O reajuste da tabela vai valer a partir de maio devido ao Orçamento de 2025 ter sido sancionado apenas em abril.
Os cidadãos que ganham até dois salários mínimos já eram isentos em anos anteriores, mas o governo precisou atualizar a tabela do IR em razão do reajuste do salário mínimo no início do ano.
Na Câmara, o texto foi relatado pelo deputado Arthur Lira (PP-AL), que recomendou a aprovação sem mudanças, apenas prevendo a revogação da MP. Todos os partidos votaram a favor do projeto. O texto também corrige a primeira faixa da tabela e eleva o limite de aplicação da alíquota zero, que passará de R$ 2.259,20 para R$ 2.428,80.
Leia também: Senado segue Câmara e também derruba decreto do Governo Federal de aumento do IOF
A tabela do Imposto de Renda funciona de forma progressiva, e o imposto a pagar aumenta conforme a faixa de rendimento.
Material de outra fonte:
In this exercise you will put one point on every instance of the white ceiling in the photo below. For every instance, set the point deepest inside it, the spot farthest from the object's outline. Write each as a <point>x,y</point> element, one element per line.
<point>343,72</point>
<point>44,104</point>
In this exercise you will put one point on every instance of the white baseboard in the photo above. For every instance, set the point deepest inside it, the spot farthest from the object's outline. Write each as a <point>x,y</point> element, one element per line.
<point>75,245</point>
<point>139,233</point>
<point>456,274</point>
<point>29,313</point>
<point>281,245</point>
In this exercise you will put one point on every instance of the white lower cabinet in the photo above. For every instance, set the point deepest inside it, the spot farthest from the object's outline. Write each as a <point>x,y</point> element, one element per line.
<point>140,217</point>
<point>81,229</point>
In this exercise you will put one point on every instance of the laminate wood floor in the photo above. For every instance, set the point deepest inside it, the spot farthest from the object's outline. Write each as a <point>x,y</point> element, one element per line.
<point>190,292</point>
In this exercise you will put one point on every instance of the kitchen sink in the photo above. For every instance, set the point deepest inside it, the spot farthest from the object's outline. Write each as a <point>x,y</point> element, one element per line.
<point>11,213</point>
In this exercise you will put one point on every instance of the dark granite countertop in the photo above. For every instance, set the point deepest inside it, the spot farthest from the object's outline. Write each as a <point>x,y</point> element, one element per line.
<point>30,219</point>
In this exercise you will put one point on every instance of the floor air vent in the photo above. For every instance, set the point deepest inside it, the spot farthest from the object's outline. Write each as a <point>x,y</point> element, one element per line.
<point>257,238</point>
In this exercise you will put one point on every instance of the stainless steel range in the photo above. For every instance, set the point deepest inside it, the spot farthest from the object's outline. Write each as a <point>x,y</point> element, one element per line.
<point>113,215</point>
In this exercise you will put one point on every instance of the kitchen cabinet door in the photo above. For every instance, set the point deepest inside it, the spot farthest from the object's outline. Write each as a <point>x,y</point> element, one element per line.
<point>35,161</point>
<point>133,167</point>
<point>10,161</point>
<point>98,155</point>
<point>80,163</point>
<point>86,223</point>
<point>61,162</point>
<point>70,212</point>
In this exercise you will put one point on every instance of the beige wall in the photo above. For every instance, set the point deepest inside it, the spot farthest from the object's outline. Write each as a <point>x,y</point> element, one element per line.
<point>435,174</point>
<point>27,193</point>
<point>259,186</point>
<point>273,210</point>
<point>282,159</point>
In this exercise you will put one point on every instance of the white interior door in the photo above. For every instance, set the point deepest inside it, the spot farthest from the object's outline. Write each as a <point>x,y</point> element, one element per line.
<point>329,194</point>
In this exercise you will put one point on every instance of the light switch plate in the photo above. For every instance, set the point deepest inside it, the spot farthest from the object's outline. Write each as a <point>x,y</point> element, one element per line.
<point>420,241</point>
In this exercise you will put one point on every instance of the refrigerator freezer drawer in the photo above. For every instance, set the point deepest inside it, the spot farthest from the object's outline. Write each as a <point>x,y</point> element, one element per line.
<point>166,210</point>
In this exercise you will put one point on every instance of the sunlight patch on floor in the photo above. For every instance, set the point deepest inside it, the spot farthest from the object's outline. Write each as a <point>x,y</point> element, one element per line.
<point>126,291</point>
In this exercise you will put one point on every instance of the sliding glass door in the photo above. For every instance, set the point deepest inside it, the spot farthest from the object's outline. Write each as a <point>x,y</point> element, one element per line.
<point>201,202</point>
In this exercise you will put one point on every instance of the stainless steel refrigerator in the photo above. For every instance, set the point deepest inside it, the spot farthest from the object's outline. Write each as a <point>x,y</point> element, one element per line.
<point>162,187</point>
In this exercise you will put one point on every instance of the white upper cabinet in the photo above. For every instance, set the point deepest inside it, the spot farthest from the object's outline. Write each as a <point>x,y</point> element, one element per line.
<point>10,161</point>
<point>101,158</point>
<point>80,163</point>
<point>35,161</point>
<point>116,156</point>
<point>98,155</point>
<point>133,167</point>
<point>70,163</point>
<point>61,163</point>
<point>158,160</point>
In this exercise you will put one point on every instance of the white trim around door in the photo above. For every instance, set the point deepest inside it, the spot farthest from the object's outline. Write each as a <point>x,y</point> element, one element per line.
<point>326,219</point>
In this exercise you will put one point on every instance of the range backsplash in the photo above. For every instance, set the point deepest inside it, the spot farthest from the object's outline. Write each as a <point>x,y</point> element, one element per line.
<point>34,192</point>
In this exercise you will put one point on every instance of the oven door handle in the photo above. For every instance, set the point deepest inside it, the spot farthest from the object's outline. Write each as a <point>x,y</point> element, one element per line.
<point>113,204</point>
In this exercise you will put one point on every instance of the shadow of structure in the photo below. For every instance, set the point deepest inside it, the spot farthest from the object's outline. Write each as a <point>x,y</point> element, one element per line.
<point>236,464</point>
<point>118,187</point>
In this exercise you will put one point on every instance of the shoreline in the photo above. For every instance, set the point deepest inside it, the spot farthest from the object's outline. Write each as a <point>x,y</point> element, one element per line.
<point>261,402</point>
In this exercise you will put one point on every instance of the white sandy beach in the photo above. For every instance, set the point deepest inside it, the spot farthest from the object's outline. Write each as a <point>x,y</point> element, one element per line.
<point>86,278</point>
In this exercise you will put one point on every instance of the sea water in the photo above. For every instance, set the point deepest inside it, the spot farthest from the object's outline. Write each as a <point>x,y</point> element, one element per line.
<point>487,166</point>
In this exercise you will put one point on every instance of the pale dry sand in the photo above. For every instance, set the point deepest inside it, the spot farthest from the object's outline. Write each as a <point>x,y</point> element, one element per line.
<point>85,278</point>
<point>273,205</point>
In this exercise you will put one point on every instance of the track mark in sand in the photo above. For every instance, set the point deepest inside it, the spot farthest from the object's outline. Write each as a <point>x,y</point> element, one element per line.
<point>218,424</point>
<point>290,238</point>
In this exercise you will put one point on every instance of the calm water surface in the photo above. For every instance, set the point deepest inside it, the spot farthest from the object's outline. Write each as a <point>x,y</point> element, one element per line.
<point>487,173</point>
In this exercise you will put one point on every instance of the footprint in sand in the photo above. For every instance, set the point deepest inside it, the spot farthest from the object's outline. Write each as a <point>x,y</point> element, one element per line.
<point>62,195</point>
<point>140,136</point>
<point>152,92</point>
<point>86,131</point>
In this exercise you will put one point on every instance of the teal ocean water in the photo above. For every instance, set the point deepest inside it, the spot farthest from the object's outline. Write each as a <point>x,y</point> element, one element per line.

A cobrança parte da alíquota de 7,5% e chega a 27,5% para a faixa dos maiores rendimentos (acima de R$ 4.664,68 mensais).
ISENÇÃO PARA R$ 5 MIL
No mês de março, o governo enviou ao Congresso um outro projeto para isentar do IR quem recebe até R$ 5 mil por mês e conceder descontos para quem recebe entre R$ 5 mil e R$ 7 mil. A medida alcançaria mais de 90 milhões de brasileiros (PL 1.087/2025). Para compensar os cofres públicos, o projeto propõe a tributação de lucros e dividendos em valor acima de R$ 50 mil mensais, com alíquota de 10%.
Leia também: Girão diz que ‘acareação secreta’ entre Braga Netto e Cid expõe parcialidade do STF
A isenção para quem recebe até R$ 5 mil foi uma promessa de campanha do presidente Luiz Inácio Lula da Silva (PT). A proposta está em análise em uma comissão especial da Câmara dos Deputados.